Apollo 11: One giant leap in remembering our species' greatest voyage

By Jim Slotek

Rating: A

To paraphrase an axiom, “They can put a man on the moon, but they can’t figure out what to do with priceless archival footage.”

‘They’ in this case is the National Aeronautics and Space Administration (NASA), which had the foresight to commission – for promotional purposes - wonderful 65 and 70 mm footage of almost everything to do with the Apollo 11 mission that saw Neil Armstrong put the first human footprints on lunar soil 50 years ago. And then most of it sat in storage and buried in archives, and for all we know, broom closets.

Happily, filmmaker Todd Douglas Miller – the director of the spectacular IMAX-adapted documentary Apollo 11 - and various archivists, unearthed this “lost” treasure trove and approached it with a storyteller’s eye and attention to detail.

Armstrong, Aldrin and Collins get a lift to their date with destiny in living colour in Apollo 11

Armstrong, Aldrin and Collins get a lift to their date with destiny in living colour in Apollo 11

We’re not just talking about the astronauts donning their suits, or the ocean of white-shirted black-tied technicians monitoring telemetry on primitive consoles, or the on-camera video of spent booster rockets dropping away into the atmosphere as the mission broke free of Earth’s gravity.

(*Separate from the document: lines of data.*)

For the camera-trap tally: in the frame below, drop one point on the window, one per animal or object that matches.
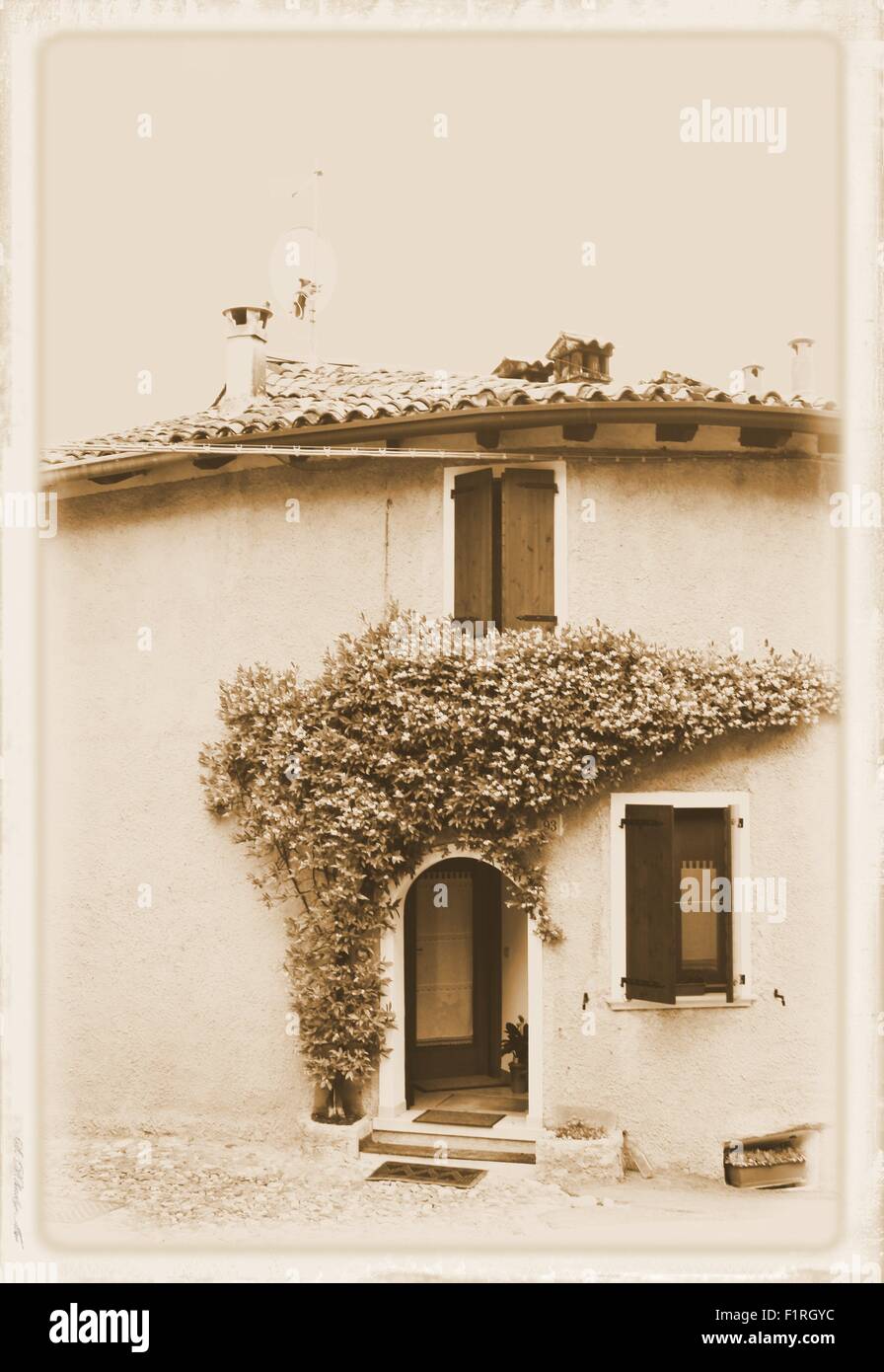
(504, 546)
(679, 917)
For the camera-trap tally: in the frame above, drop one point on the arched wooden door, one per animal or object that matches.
(453, 974)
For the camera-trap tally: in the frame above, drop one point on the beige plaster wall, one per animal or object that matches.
(176, 1016)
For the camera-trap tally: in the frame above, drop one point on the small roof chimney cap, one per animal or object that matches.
(249, 319)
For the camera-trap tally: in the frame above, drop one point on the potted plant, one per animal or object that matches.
(516, 1047)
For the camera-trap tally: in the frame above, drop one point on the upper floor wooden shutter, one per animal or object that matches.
(473, 539)
(651, 904)
(731, 819)
(528, 549)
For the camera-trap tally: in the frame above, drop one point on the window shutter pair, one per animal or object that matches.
(503, 534)
(654, 904)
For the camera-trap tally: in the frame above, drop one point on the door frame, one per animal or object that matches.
(486, 967)
(392, 1066)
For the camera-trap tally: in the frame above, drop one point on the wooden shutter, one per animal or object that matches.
(651, 904)
(528, 548)
(729, 818)
(473, 528)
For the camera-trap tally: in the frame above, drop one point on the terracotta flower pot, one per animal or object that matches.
(518, 1079)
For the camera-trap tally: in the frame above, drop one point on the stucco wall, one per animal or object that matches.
(682, 1082)
(175, 1016)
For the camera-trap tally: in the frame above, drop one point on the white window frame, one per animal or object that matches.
(742, 921)
(559, 528)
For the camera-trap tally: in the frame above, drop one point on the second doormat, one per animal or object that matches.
(476, 1118)
(460, 1178)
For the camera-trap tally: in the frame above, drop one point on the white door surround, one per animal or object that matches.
(392, 1068)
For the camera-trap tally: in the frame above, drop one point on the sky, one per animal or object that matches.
(450, 252)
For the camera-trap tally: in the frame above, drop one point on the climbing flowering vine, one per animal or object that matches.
(341, 785)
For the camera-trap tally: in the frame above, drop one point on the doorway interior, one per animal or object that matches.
(467, 974)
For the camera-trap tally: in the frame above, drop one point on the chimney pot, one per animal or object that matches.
(246, 372)
(802, 366)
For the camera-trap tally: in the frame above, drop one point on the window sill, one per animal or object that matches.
(684, 1003)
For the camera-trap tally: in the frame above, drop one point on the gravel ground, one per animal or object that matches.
(173, 1184)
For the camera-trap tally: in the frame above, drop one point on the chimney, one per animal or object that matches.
(247, 352)
(802, 366)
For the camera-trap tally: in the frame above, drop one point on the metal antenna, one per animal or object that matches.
(305, 302)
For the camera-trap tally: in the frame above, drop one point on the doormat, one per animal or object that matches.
(457, 1083)
(476, 1118)
(460, 1178)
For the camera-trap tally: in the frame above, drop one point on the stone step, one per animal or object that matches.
(509, 1131)
(457, 1149)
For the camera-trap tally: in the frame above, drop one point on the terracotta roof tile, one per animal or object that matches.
(300, 396)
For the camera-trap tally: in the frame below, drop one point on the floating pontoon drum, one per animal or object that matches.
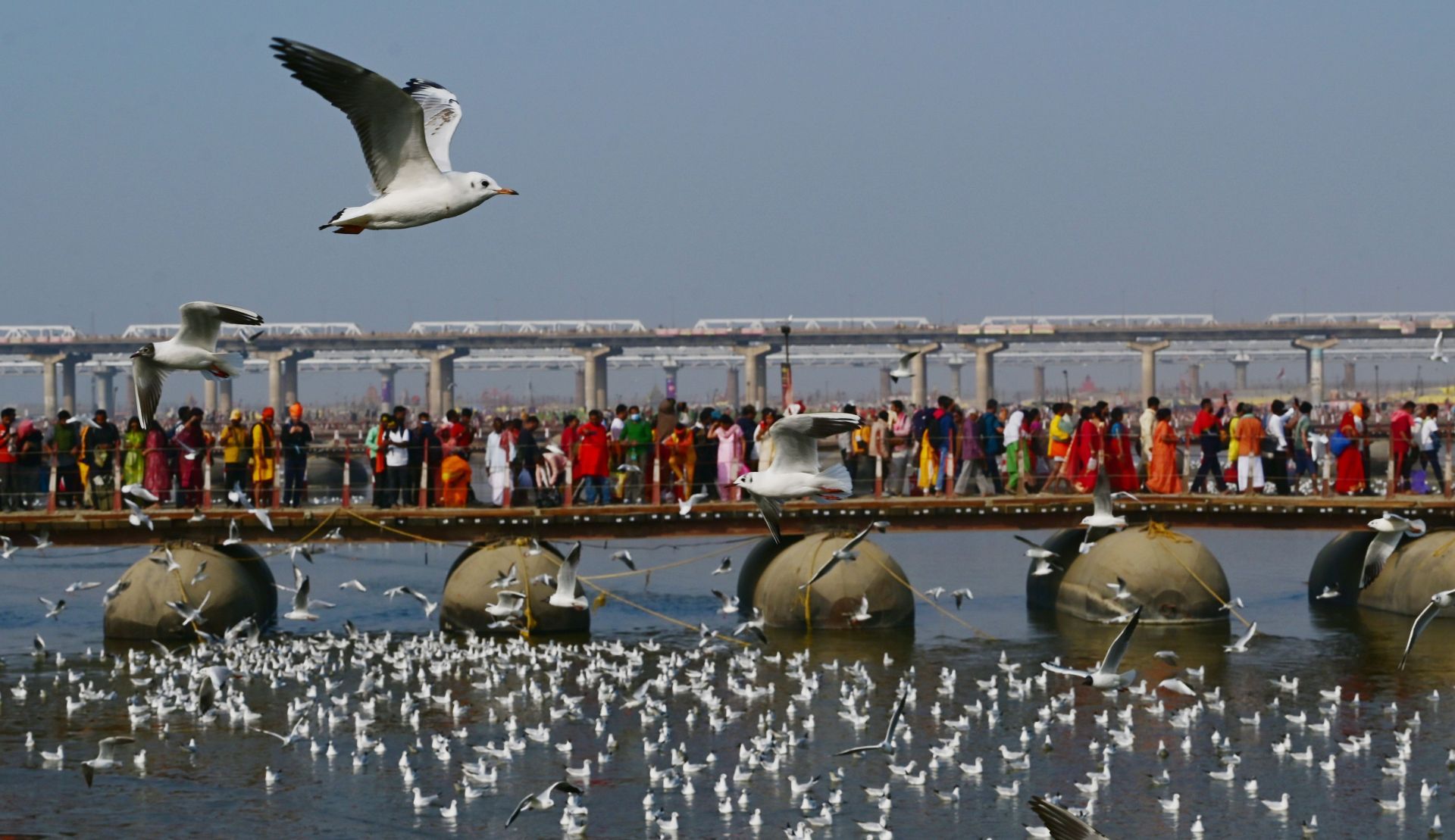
(469, 592)
(773, 573)
(1169, 573)
(237, 585)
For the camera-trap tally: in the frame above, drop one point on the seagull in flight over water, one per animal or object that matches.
(405, 134)
(194, 348)
(795, 471)
(1105, 675)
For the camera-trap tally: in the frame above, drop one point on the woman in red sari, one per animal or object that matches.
(1162, 473)
(158, 473)
(1121, 471)
(1090, 451)
(1350, 461)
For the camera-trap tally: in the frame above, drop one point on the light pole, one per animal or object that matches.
(787, 365)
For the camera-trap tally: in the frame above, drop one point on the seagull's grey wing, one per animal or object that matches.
(566, 574)
(822, 570)
(1061, 823)
(1056, 669)
(389, 123)
(796, 439)
(518, 808)
(147, 378)
(1420, 623)
(857, 538)
(1380, 550)
(1102, 493)
(443, 115)
(893, 718)
(771, 511)
(1118, 650)
(202, 321)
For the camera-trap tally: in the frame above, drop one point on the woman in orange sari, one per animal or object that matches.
(1350, 461)
(1119, 468)
(1162, 473)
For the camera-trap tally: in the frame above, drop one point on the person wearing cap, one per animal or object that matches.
(296, 438)
(264, 458)
(236, 444)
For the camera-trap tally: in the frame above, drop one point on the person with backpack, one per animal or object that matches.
(993, 442)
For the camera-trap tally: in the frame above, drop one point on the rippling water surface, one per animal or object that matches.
(218, 791)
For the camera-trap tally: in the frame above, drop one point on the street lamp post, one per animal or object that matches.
(787, 367)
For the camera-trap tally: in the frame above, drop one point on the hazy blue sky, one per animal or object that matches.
(690, 161)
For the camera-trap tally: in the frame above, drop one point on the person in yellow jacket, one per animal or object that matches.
(236, 444)
(265, 458)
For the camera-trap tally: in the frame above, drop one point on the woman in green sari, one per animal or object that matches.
(134, 463)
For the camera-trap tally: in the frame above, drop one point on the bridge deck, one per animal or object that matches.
(364, 523)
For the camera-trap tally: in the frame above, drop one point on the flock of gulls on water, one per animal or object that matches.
(495, 711)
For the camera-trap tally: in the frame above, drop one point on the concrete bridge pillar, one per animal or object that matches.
(224, 398)
(386, 386)
(283, 376)
(1314, 349)
(1195, 379)
(955, 364)
(441, 378)
(1240, 373)
(985, 371)
(756, 364)
(67, 381)
(918, 387)
(596, 375)
(1148, 351)
(731, 393)
(670, 370)
(102, 383)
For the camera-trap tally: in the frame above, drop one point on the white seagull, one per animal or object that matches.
(1438, 602)
(194, 348)
(542, 801)
(1105, 676)
(795, 471)
(105, 756)
(566, 586)
(888, 743)
(405, 133)
(903, 368)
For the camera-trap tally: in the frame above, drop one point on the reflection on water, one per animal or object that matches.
(223, 782)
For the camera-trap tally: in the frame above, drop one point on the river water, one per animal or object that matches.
(220, 791)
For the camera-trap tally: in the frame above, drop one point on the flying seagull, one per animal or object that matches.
(1105, 676)
(565, 595)
(1390, 529)
(903, 368)
(194, 348)
(888, 745)
(846, 551)
(1062, 824)
(542, 801)
(1438, 602)
(795, 471)
(405, 133)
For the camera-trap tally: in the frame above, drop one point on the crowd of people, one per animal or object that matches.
(674, 452)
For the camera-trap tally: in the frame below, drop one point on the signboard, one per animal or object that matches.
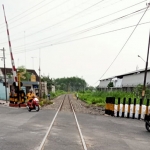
(33, 78)
(35, 86)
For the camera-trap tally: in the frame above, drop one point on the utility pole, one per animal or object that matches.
(145, 75)
(39, 77)
(4, 72)
(33, 61)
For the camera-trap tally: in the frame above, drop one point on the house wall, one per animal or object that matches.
(135, 79)
(2, 92)
(103, 84)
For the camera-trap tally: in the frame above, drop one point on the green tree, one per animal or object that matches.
(110, 84)
(26, 74)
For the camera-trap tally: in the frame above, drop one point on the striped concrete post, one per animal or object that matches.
(11, 54)
(134, 106)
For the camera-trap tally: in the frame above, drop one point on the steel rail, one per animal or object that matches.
(41, 147)
(79, 129)
(49, 129)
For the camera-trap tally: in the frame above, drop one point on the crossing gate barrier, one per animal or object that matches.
(109, 107)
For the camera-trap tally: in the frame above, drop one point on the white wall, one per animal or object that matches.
(2, 92)
(103, 84)
(118, 83)
(135, 79)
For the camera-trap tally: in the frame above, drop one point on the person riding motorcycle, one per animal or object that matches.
(30, 96)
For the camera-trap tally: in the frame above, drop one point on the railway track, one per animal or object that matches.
(65, 105)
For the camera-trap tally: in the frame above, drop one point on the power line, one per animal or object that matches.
(111, 31)
(124, 44)
(97, 26)
(82, 24)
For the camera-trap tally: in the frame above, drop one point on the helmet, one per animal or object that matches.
(30, 90)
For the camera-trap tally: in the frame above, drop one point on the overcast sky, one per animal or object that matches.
(67, 35)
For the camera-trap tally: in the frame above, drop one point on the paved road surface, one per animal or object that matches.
(23, 130)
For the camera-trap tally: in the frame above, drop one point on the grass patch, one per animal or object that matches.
(98, 97)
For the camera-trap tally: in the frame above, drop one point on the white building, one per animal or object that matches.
(128, 80)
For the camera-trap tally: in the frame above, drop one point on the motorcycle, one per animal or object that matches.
(147, 123)
(33, 105)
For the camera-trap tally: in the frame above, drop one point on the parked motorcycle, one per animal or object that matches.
(33, 105)
(147, 123)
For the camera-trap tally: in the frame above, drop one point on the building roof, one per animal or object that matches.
(126, 74)
(9, 70)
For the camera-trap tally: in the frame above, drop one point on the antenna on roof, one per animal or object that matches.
(137, 68)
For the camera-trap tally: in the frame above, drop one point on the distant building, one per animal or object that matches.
(126, 81)
(32, 83)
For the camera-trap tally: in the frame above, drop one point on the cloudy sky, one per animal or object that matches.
(76, 37)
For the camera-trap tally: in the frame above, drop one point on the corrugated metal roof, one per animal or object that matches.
(126, 74)
(9, 70)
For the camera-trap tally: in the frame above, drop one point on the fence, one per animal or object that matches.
(127, 109)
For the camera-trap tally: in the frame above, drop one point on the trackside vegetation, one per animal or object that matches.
(98, 97)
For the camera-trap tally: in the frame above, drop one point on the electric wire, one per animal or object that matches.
(123, 45)
(80, 25)
(91, 36)
(91, 28)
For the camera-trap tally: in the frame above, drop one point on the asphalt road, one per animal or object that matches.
(23, 130)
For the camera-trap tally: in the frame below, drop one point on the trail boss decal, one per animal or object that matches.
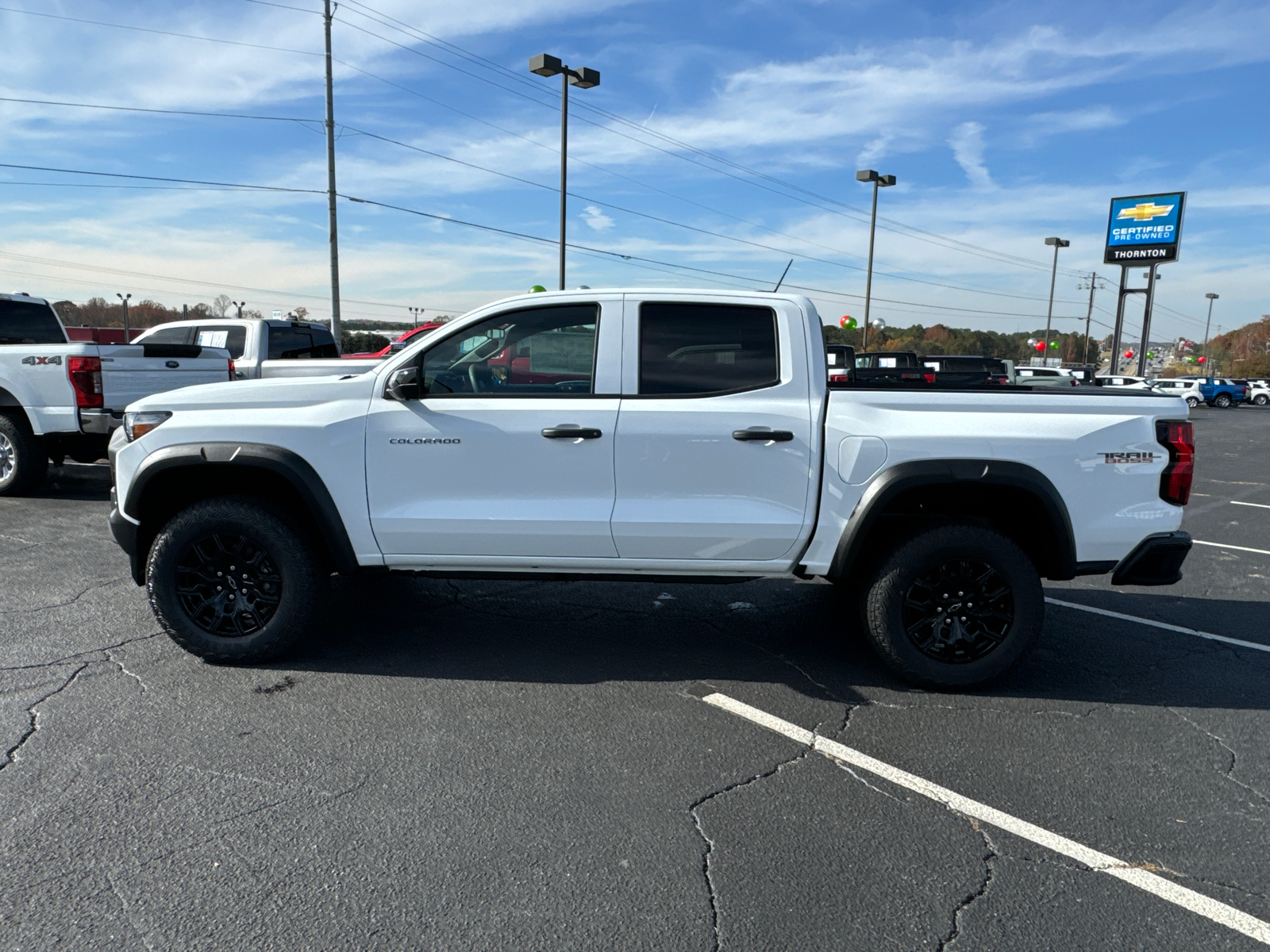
(1127, 457)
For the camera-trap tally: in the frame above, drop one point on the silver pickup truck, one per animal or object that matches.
(61, 397)
(266, 348)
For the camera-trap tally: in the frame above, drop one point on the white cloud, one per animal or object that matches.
(967, 143)
(596, 219)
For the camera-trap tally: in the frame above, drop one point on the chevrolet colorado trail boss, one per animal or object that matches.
(61, 397)
(651, 436)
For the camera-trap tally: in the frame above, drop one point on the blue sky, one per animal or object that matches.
(1003, 124)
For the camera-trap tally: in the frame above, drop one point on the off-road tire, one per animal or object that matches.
(23, 460)
(283, 584)
(903, 581)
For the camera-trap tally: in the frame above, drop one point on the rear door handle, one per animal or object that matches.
(572, 433)
(752, 433)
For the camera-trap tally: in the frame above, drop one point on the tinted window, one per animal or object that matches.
(233, 338)
(706, 348)
(29, 323)
(539, 352)
(302, 343)
(169, 336)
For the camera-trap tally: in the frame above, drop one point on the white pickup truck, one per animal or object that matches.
(61, 397)
(651, 436)
(264, 348)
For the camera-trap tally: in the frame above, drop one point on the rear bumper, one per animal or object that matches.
(1156, 562)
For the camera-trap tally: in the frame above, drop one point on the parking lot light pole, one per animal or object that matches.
(879, 182)
(1210, 298)
(126, 336)
(1049, 311)
(545, 65)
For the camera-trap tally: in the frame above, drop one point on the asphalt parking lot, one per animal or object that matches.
(507, 766)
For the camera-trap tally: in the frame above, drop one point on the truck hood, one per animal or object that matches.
(279, 391)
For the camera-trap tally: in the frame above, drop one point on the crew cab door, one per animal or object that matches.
(486, 463)
(696, 476)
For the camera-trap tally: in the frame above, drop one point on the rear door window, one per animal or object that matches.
(29, 323)
(232, 336)
(690, 348)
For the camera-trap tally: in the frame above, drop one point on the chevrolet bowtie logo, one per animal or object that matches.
(1145, 211)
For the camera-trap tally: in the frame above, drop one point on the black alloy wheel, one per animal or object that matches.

Instead, Apollo 11 (which recently debuted to cheers at Sundance) is as amazing when it’s Earthbound as it is when it enters the vastness of space. We see nearby motel balconies filled with people prior to liftoff, a middle-aged man sipping a can of beer in a parking lot and staring at the Saturn V rocket in the distance. In the summer Florida heat, we see beads of sweat meander down the faces of onlookers. The clothes, the hairstyles, the crispness and unwashed colour of the images, all make us feel as if we’ve been dropped into the throngs of onlookers who might now be our grandparents.

Narratively, Apollo 11 is disarmingly simple, starting on the day of lift-off and ending at splashdown. But small details tell a larger story. The off-hand narration comes from a mix of NASA countdown status feeds and news reports, the most resonant bearing the unmistakable voice of Walter Cronkite (we learn that the Vietnam War was virtually on pause during the mission, perhaps the most stark demonstration of the extent to which Apollo 11 riveted the entire planet).

The outside world is seamlessly allowed to enter in another scene, where Mission Control updates Armstrong, Buzz Aldrin and Michael Collins on the latest news – including Sen. Ted Kennedy’s infamous Chappaquiddick car crash that resulted in the death of his campaign worker Mary Jo Kopechne. (The indecipherable response sounds like, “well I’ll be darned”).

As for the astronauts themselves, we obviously don’t get the personal deep dive into their personalities that we got from Damien Chazelle’s terrific and cruelly overlooked Armstrong biopic First Man. But the telemetry that monitors their physical responses to this unimaginably stressful mission speaks volumes. 

It turns out that the ebullient Aldrin always had the lowest heart rate. And the cool-as-ice Armstrong? Always the highest. When he pulled off the last-minute change of landing site in the Sea of Tranquility that left them with 16 seconds of fuel to spare, his heart-rate was above 150 beats per minute. That is a lot of buried stress.

There is, of course, a marked difference between the sparkling 70 mm pre-launch story and the one in space (the Saturn V, in particular, is blindingly majestic, lit up on the gantry waiting for its moment). But the lower-quality footage is smartly used. A grainy, close-up steps-angle video view captures both Armstrong’s and Aldrin’s descent to the surface as if we were standing next to them. And footage from the lunar module of the command module and vice versa is edited dramatically as the vehicles get closer to docking, ending in an audible clunk.

Apollo 11 is ultimately the finest look back to the anniversary of this historic event you’ll see this year.

Apollo 11. Directed by Todd Douglas Miller. Starring Neil Armstrong, Buzz Aldrin and Michael Collins. Opens Friday, March 1 in selected markets with IMAX theatres. Opens Friday, March 8 in theatres nationwide.